The safety record of the Zepplin company in Germany is very impressive

They had many failures, no fatalities. Until the Hindenburg




The USS Akron, USS Shenandoah, and USS Macon all failed due to bad weather. That's 3 of the US's 4 operational airships. (Another airship was constructed for the US, but was destroyed by poor handling before it was delivered to the US.)

Of the British experience with airships, R101 outright failed due to bad weather, and three more were scrapped after suffering accidents during bad weather, out of a total of 16 completed.

I don't feel like totting up the record of the Zeppelins, but the Wikipedia page does indicate that several of them failed due to weather incidents. One of the big lessons from the most notable airship failures is that airships don't really work in poor weather, and safety in such conditions means "don't even attempt to fly," which is a pretty different rule than the one for airplanes or other modes of transportation.


I mean if the alternative transports also don't work in bad weather I'm not sure you can use some failures to disqualify airships.

So long as they work "more" days of the year it's a better solution. Weather doesn't really sneak up on us anymore.


Aircraft are substantially more resistant to bad weather: you can fly an airplane into a hurricane.

Aircraft are also a lot faster -- it's unlikely that a thunderstorm will catch up with you (max speed of a storm is something like 50-80 mph) and trips are a lot shorter.

Airships are much closer to the storm speed and may need to stay aloft for several days.
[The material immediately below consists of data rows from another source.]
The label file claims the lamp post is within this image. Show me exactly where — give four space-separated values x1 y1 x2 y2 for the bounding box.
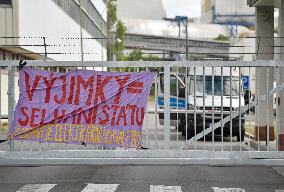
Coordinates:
163 16 188 60
79 0 84 61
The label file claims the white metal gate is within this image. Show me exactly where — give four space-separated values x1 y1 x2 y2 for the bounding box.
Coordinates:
0 61 284 166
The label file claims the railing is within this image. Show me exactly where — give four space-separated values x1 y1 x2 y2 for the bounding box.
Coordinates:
0 61 284 165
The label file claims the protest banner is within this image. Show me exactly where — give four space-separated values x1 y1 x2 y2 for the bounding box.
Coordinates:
7 68 156 148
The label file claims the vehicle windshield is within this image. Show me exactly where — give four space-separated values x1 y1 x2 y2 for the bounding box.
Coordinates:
189 76 239 96
160 74 183 96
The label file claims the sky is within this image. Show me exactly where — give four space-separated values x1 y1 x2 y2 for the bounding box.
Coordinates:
162 0 201 17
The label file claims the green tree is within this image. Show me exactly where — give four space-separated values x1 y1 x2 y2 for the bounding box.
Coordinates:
104 0 126 60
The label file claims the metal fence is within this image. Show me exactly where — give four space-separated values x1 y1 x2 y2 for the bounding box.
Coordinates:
0 60 284 166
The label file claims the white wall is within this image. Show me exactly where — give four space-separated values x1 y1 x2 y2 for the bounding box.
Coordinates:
18 0 106 61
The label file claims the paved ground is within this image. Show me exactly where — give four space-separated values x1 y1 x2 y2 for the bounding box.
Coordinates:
0 166 284 192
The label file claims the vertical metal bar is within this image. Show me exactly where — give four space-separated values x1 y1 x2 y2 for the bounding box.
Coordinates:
202 67 205 150
185 67 189 150
164 66 171 149
176 67 179 150
43 37 47 61
155 73 159 149
79 0 84 61
193 67 196 150
230 67 233 151
211 67 215 151
257 70 260 151
239 67 242 151
248 67 251 151
8 65 15 151
266 67 273 150
274 66 281 151
0 67 2 138
146 68 150 147
221 67 224 151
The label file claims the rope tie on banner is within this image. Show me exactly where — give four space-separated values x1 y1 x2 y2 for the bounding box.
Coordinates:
17 60 27 71
0 60 27 143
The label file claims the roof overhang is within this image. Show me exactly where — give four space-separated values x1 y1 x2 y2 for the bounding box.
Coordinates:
0 47 43 60
247 0 280 7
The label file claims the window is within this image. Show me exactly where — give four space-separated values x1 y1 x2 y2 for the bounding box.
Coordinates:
0 0 12 5
160 74 183 96
190 76 239 96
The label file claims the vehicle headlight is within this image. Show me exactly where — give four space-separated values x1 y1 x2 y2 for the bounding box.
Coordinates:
187 104 198 110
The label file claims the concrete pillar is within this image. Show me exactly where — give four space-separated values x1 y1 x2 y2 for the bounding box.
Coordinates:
254 6 274 141
277 1 284 151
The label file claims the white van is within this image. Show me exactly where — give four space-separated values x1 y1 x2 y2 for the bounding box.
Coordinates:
158 67 245 141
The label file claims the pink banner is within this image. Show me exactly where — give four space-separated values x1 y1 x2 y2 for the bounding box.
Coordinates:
8 68 156 148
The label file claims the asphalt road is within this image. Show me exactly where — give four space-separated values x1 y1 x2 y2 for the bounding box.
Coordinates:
0 166 284 192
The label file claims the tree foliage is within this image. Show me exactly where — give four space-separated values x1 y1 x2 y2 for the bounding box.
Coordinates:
104 0 126 60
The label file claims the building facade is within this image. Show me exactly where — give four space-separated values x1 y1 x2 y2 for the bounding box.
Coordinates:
0 0 107 61
200 0 255 34
117 0 166 20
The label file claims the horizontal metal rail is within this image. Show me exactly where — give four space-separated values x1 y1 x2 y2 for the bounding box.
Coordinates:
0 60 284 68
0 150 284 166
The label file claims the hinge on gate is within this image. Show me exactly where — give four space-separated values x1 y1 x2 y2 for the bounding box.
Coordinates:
18 60 27 71
150 68 160 75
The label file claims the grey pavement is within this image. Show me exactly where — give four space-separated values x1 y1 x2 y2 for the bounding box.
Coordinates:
0 166 284 192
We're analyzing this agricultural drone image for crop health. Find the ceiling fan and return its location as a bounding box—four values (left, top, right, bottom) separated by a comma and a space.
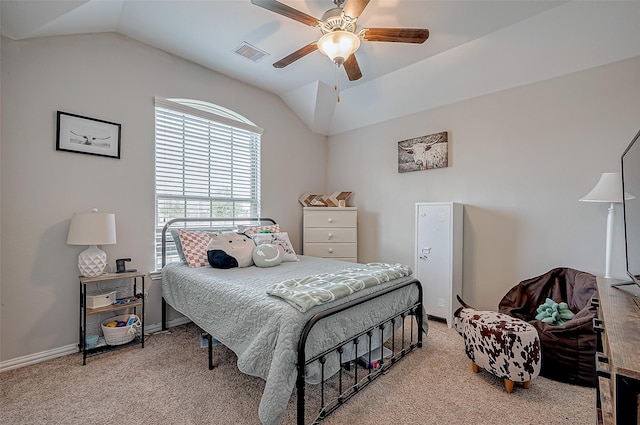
251, 0, 429, 81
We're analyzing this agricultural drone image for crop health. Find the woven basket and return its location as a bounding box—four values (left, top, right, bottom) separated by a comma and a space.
101, 314, 140, 345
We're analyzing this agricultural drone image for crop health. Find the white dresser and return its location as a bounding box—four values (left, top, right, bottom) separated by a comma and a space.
413, 202, 463, 327
302, 207, 358, 263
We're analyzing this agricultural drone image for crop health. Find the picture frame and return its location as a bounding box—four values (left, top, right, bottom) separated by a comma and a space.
56, 111, 121, 159
398, 131, 449, 173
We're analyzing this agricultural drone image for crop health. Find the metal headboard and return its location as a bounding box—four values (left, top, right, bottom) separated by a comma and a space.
162, 217, 276, 267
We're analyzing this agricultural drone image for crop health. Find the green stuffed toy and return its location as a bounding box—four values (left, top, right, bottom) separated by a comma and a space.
536, 298, 574, 326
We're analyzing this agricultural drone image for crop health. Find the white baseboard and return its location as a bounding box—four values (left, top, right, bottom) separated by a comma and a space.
0, 316, 191, 373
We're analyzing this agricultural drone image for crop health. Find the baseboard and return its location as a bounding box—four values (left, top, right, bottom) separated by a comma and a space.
0, 316, 191, 373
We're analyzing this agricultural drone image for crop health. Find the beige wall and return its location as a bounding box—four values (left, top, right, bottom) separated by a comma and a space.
327, 58, 640, 309
0, 34, 326, 361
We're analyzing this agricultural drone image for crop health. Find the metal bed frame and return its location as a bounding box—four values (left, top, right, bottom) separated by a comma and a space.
162, 217, 424, 425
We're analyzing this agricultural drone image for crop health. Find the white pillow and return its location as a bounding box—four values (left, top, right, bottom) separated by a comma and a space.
238, 223, 280, 235
249, 232, 298, 261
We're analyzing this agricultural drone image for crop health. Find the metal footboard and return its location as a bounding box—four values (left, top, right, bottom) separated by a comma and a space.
296, 279, 423, 425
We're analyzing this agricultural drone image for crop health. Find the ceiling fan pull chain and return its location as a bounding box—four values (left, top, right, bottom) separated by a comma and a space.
333, 64, 340, 103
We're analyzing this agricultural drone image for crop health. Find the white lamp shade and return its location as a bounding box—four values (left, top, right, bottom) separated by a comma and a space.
67, 210, 116, 245
67, 209, 116, 277
580, 173, 633, 202
318, 31, 360, 64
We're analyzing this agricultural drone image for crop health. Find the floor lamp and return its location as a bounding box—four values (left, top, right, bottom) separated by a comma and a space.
580, 173, 622, 278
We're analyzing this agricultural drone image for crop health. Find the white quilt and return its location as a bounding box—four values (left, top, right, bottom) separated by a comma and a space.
162, 256, 428, 425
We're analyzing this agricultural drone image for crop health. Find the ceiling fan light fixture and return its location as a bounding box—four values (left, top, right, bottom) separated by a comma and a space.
318, 30, 360, 65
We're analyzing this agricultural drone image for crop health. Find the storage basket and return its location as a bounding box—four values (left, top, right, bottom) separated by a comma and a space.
101, 314, 140, 345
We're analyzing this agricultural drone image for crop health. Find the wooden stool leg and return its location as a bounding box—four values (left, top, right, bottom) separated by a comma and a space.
504, 378, 514, 393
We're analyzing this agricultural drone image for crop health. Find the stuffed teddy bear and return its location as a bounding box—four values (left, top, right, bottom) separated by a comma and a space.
253, 243, 284, 267
207, 232, 256, 269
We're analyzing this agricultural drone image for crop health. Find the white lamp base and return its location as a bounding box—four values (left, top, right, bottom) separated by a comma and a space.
78, 245, 107, 277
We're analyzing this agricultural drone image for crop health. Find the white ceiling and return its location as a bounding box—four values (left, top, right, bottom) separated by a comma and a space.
0, 0, 640, 135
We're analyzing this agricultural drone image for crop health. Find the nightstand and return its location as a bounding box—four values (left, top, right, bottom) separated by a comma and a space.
78, 272, 144, 365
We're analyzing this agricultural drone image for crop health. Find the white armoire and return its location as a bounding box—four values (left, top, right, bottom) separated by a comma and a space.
414, 202, 462, 327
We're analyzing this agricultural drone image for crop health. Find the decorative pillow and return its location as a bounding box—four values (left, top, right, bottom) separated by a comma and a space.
249, 232, 298, 261
178, 229, 211, 267
238, 223, 280, 235
253, 243, 283, 267
206, 232, 256, 269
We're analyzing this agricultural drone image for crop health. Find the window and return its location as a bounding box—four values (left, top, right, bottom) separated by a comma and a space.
155, 98, 262, 269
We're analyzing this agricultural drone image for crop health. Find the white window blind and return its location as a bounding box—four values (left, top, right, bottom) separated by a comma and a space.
155, 99, 262, 269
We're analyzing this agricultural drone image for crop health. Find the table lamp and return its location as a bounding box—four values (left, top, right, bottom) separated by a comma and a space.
580, 173, 635, 278
67, 208, 116, 277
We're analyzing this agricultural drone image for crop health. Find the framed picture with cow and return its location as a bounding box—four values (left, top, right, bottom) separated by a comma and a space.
56, 111, 120, 159
398, 131, 449, 173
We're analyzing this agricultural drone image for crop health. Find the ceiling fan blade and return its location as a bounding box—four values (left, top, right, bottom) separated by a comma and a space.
273, 41, 318, 68
364, 28, 429, 44
251, 0, 318, 27
342, 53, 362, 81
342, 0, 369, 19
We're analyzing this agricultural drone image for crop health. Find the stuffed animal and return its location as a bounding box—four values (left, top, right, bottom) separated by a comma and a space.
207, 232, 256, 269
253, 243, 284, 267
536, 298, 574, 326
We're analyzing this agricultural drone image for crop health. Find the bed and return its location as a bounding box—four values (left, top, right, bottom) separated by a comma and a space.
162, 218, 428, 425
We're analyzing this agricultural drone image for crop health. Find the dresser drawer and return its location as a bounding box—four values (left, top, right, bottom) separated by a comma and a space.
304, 242, 358, 258
304, 227, 358, 242
304, 208, 358, 228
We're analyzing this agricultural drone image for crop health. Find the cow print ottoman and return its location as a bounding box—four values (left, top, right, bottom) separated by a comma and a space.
454, 308, 540, 393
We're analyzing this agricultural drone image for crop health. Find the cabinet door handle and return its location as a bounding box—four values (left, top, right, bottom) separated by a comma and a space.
596, 353, 611, 379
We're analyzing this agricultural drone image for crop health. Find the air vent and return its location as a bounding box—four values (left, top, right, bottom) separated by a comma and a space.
235, 41, 269, 62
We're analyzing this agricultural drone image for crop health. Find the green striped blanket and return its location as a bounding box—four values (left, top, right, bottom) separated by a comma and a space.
267, 263, 412, 313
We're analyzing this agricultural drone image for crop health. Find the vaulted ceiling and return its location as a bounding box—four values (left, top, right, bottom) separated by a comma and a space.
0, 0, 640, 135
That makes it more likely that they'll hit unexpected weather and give them fewer options to avoid anything.

It's true that someone could do some shipping with airships and just eat the downtime due to weather. So far nobody has done that. And not for lack of trying: CargoLifter (mentioned elsewhere in this thread) went bankrupt on this idea.


Its not unexpected that a california resident, one accustomed to fairly temperate weather, would invest heavily into airships.


Airships aren't aircraft?


> I mean if the alternative transports also don't work in bad weather

But they do.

Imagine the kind of storm that can stop a freight train. Or the kind that would give the captain of a large container ship pause.

Now imagine airships facing the same storm.


This thread started because somebody was talking about towns where the weather prohibited rails from being built [1].

Let me know what freight train can run without rails ... All I have to find is 1 day the airship can travel and its better than your trail.

[1]: https://news.ycombinator.com/item?id=34579915


R101 failed because it was a dreadful design.